Thursday, January 18, 2018

A Trump parable: Guest opinion



A Trump parable: Guest opinion
as published in the online Oregonian 1/18/18
and print version in the Sunday edition 1/21/18
Note: an earlier version of this essay appeared in Otherthannow in 2016.

A car salesman sold me a lemon. It reminds me of Trump's presidency: Guest opinion

By Charles E. Kraus

A year into this presidency, I'm thinking about the time I mistakenly purchased a Chevy Corvair.

In 1968, I was just back from Vietnam. Shortly after arriving at my duty station in Norfolk, I sold my rather dilapidated Opel Kadett. It made a horrendous squeal when turning left. I was pretty sure if I kept driving the damn coupe, a wheel would fall off leaving me dead or wishing I was.

I headed for the nearest dealership. The salesman saw me coming even before I left base. He was a hot shot. I was a target: A city boy who knew about subway routes, but not much about cars. He was a salesman.  He knew about needs and desires.

 I'd been in ‘Nam, other occupied and not particularly interested when Ralph Nader's book, Unsafe at Any Speed, knocked the socks off Chevy Corvair sales. Dealerships were doing their best to dump inventory. I could get a new car on the cheap. 

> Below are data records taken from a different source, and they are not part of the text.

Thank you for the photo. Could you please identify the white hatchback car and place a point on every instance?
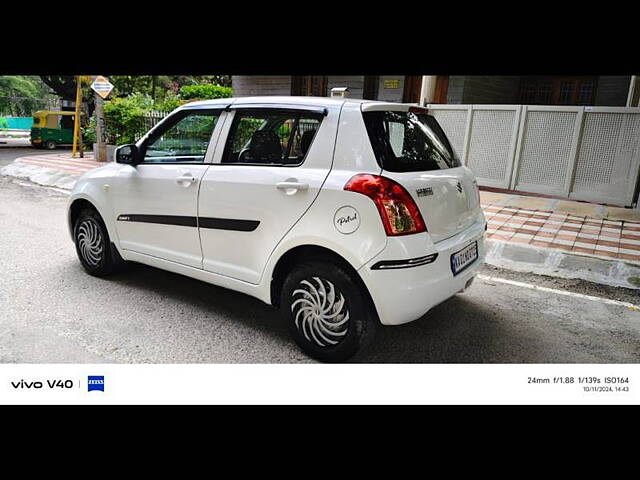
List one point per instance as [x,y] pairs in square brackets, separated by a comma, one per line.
[344,213]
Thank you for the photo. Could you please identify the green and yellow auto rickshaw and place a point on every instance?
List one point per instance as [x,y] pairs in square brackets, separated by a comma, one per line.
[52,128]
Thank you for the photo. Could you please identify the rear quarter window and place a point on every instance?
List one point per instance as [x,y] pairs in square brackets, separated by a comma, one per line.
[408,142]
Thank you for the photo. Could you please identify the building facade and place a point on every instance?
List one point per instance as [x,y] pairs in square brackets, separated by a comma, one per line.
[596,90]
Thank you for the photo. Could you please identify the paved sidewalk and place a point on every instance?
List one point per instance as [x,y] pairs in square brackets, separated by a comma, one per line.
[53,170]
[63,162]
[589,233]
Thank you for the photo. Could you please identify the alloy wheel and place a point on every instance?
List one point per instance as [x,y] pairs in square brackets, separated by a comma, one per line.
[320,312]
[90,244]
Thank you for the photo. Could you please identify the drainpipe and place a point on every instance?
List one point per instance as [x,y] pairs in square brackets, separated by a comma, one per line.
[428,89]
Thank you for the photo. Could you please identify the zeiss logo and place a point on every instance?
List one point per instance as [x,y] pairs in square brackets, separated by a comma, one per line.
[95,383]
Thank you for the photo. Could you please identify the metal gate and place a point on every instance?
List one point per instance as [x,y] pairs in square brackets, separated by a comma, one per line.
[582,153]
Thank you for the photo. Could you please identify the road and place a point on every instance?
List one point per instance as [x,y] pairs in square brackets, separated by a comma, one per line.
[52,312]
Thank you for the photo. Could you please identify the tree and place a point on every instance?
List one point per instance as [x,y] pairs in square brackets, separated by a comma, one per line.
[20,95]
[63,85]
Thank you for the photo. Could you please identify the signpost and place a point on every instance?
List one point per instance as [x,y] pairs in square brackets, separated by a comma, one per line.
[102,88]
[77,134]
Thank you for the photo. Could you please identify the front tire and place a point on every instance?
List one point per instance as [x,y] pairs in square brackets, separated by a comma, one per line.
[92,244]
[328,314]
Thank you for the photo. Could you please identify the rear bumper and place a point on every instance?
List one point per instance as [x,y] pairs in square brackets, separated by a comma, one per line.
[406,294]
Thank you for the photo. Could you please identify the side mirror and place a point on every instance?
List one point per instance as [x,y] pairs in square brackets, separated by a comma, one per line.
[127,154]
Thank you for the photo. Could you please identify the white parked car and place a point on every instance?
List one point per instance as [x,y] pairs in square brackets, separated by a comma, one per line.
[344,213]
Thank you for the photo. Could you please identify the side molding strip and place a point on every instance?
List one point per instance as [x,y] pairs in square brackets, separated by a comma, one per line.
[185,221]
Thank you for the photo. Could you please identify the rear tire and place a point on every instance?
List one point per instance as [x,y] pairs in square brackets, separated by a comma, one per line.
[93,245]
[328,315]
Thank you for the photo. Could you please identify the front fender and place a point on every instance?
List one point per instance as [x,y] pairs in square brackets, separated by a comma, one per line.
[95,188]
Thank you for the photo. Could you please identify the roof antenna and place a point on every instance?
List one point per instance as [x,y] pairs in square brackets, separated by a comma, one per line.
[340,92]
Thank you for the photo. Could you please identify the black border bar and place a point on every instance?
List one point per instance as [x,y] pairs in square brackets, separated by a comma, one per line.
[186,221]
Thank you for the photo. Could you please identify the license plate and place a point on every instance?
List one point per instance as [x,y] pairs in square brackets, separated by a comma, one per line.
[464,258]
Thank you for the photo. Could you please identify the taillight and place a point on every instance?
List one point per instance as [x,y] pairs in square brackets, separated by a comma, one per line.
[398,211]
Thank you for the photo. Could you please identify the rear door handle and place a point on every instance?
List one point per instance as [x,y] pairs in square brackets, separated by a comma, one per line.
[291,186]
[186,179]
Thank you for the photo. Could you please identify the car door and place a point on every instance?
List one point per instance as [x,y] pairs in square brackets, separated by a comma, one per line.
[156,201]
[273,164]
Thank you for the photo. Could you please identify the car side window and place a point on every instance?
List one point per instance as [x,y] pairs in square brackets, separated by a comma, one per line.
[270,137]
[184,140]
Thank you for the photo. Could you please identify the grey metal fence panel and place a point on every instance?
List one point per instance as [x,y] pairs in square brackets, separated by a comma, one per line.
[583,153]
[546,149]
[492,141]
[608,157]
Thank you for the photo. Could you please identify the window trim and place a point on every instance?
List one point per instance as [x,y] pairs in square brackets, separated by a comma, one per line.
[171,120]
[261,108]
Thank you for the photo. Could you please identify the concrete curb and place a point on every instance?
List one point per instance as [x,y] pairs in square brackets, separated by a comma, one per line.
[555,263]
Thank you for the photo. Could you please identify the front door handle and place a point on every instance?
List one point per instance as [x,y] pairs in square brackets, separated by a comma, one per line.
[291,186]
[186,180]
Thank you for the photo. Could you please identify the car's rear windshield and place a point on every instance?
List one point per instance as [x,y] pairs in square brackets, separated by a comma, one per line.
[408,141]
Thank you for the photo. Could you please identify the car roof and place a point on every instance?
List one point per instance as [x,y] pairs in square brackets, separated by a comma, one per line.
[310,101]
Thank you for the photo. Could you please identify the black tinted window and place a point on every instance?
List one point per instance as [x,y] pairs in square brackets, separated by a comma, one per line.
[408,142]
[184,139]
[271,137]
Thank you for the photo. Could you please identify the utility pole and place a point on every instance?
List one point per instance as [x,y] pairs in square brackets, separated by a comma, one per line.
[101,141]
[101,88]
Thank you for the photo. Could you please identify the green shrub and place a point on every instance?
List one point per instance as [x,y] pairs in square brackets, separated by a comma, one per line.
[204,92]
[89,132]
[168,104]
[124,117]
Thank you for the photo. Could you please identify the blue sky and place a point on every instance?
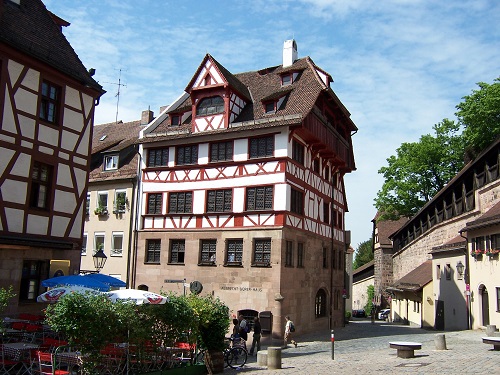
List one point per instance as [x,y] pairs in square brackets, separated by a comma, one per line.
[398,66]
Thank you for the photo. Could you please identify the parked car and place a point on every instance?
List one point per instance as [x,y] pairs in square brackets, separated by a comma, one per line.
[360,313]
[383,314]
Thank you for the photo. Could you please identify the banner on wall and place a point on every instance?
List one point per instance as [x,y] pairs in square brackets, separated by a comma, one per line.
[59,268]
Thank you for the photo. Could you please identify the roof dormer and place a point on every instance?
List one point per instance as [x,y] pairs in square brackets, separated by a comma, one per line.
[217,96]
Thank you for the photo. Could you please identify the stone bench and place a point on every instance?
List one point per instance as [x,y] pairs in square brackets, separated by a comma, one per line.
[495,341]
[262,358]
[405,349]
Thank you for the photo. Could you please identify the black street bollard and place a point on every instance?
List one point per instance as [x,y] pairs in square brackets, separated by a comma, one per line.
[333,345]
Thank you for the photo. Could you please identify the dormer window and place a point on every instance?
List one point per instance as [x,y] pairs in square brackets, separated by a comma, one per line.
[286,79]
[176,120]
[110,162]
[210,106]
[270,107]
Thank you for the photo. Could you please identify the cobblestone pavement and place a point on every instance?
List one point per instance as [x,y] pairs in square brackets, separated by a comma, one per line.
[362,347]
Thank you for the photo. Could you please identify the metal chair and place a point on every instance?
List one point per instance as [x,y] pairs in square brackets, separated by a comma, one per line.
[6,364]
[47,365]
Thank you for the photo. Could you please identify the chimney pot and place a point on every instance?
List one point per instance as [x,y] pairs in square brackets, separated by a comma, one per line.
[146,117]
[290,53]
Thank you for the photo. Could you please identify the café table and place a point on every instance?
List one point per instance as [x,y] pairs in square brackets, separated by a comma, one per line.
[18,350]
[21,352]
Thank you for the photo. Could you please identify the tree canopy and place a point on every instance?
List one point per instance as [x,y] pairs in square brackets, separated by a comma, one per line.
[364,254]
[479,114]
[420,169]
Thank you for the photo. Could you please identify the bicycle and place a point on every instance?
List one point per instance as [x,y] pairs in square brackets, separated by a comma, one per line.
[235,353]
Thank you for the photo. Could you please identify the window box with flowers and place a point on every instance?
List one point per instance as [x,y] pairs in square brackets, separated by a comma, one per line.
[101,211]
[476,253]
[491,253]
[120,204]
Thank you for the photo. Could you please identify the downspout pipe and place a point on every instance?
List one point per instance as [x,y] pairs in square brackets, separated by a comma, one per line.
[467,279]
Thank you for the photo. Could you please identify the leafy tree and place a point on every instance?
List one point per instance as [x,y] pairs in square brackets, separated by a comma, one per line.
[364,254]
[479,114]
[419,170]
[90,321]
[370,292]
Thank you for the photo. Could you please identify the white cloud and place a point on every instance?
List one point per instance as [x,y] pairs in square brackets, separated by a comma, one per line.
[399,66]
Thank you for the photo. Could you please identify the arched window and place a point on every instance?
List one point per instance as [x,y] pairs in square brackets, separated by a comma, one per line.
[320,304]
[209,106]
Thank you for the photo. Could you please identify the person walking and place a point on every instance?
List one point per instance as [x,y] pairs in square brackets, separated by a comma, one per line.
[289,329]
[236,328]
[243,328]
[256,335]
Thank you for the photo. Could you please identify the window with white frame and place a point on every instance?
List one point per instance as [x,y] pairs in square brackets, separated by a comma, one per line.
[102,203]
[498,299]
[98,242]
[177,251]
[87,204]
[120,201]
[289,254]
[117,248]
[110,162]
[84,244]
[234,250]
[262,252]
[208,251]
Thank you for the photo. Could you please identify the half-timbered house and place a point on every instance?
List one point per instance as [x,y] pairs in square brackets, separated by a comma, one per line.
[112,195]
[47,101]
[243,193]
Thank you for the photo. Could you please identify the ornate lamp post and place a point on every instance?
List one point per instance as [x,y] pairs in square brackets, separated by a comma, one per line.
[99,260]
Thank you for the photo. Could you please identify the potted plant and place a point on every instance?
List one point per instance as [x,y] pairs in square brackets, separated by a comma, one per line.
[5,296]
[491,252]
[120,204]
[212,317]
[476,252]
[101,210]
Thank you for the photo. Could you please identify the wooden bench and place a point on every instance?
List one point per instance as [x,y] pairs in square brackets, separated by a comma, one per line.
[405,349]
[495,341]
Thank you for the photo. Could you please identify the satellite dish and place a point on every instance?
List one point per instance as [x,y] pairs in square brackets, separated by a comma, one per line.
[195,287]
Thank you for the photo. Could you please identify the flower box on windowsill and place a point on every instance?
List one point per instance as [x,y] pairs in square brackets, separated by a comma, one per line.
[476,253]
[261,264]
[233,263]
[101,211]
[207,263]
[492,253]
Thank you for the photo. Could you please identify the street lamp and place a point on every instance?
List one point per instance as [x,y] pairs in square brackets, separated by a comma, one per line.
[460,269]
[99,260]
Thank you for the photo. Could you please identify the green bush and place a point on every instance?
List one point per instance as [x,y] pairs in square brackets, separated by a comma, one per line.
[5,296]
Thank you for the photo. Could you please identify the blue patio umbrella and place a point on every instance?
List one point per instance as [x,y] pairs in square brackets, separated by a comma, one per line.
[106,279]
[78,280]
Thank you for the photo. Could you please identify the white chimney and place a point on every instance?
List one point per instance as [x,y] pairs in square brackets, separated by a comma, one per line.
[289,52]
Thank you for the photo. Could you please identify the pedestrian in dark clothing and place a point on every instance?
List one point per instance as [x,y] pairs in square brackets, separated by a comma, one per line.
[256,335]
[236,328]
[243,328]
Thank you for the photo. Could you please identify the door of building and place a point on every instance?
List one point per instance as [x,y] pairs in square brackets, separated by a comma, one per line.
[439,325]
[485,305]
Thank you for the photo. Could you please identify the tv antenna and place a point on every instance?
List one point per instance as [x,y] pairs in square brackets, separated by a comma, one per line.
[117,96]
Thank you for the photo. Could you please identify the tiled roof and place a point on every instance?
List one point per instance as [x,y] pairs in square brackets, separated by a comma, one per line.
[416,279]
[490,217]
[386,228]
[265,85]
[364,267]
[118,137]
[32,29]
[477,163]
[456,243]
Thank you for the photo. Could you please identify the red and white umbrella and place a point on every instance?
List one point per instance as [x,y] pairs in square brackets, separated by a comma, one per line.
[137,296]
[53,295]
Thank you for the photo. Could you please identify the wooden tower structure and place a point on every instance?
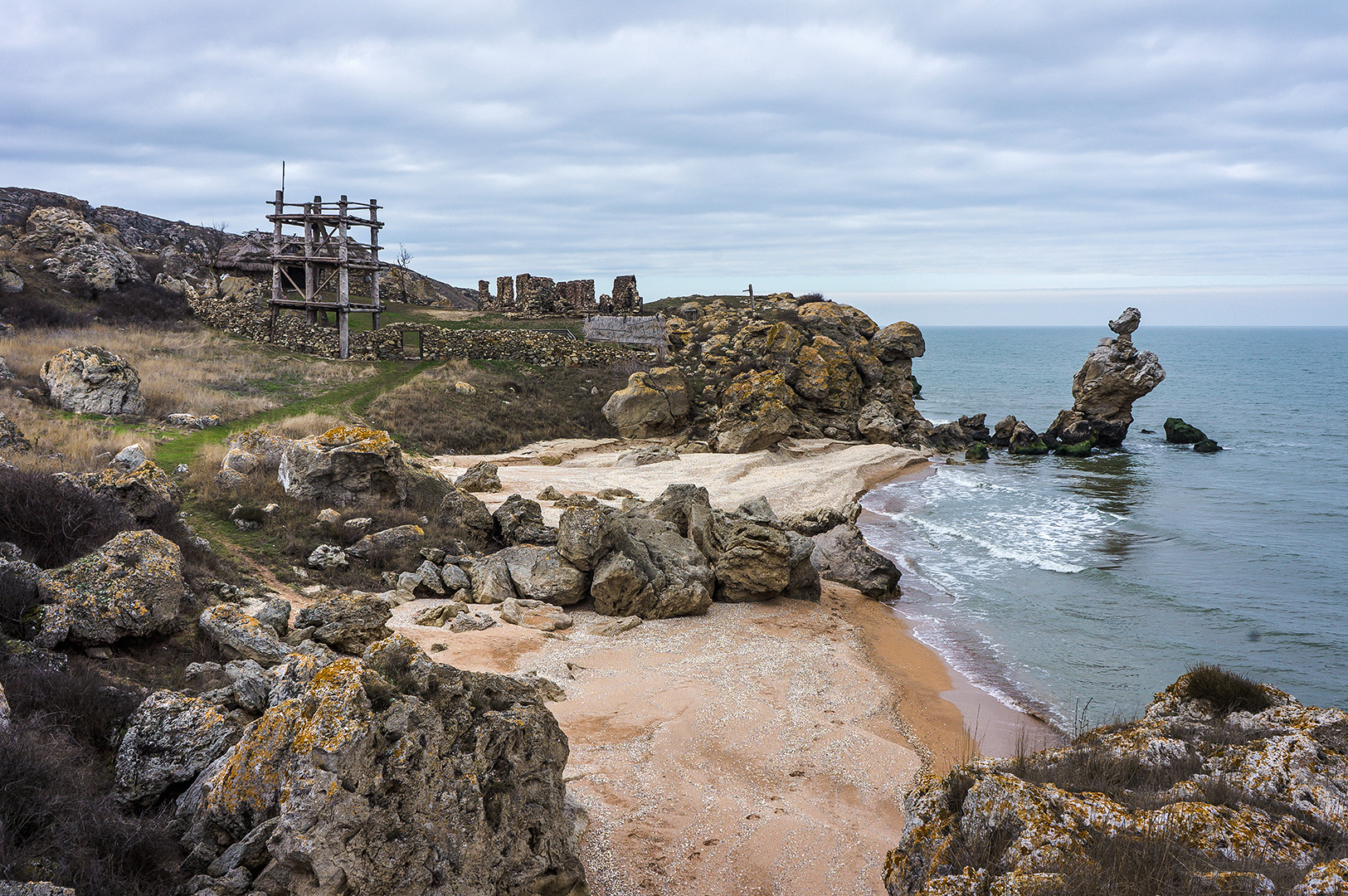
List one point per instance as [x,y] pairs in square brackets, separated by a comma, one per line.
[304,265]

The salesman assured me the vehicle was safe, reliable and affordable. Don't believe the bad press, he said in his confident-demeanor disguise. Dealers couldn't sell them if they were dangerous. Right? And keep in mind, the guy said, cars were not forever. You didn't like one, you traded for another. What was there to lose? Other than your life.

I could have a new model for only $1,700, coincidently, just the amount of my savings. I was being offered an opportunity to drive off with that new car smell filling my nostrils, seated in a new vehicle, steering wheel controlled by my very own hands.

Mr. Trump has me thinking about that car. About the attitude I had when I handed over the biggest wad of cash I'd ever held, and in exchange received promises and the keys to a vehicle that ended up just about killing me. 

The Corvair was an outlier, different than any of its American-made counter parts. Uniquely designed to shake up complacency -- the engine in the rear and the trunk in the front. There were Corvair clubs and Corvair motorcades, the salesman told me. He forgot to mention there were Corvair lawsuits. Corvair fatalities.

The car shut down suddenly while I was on the turnpike causing quite the commotion. Lots of skids, horn blasts and a few thuds.  On another occasion, it became so unmanageable while I was driving cross country that I ended up stranded in Lordsburg, New Mexico. For days. Awaiting parts. Lordsburg, New Mexico!

I'd sunk my bank roll, hopes and expectations into what was supposed to be a solution to previous car problems. But, I'd misjudged, hitching a ride on a sales pitch, an illusion rather than the genuine thing.   

Poor decision.  Didn't get me where I wanted to go.

I've been thinking about that.  About flamboyant salesmen and poor performance.  On what's promised and. what's delivered.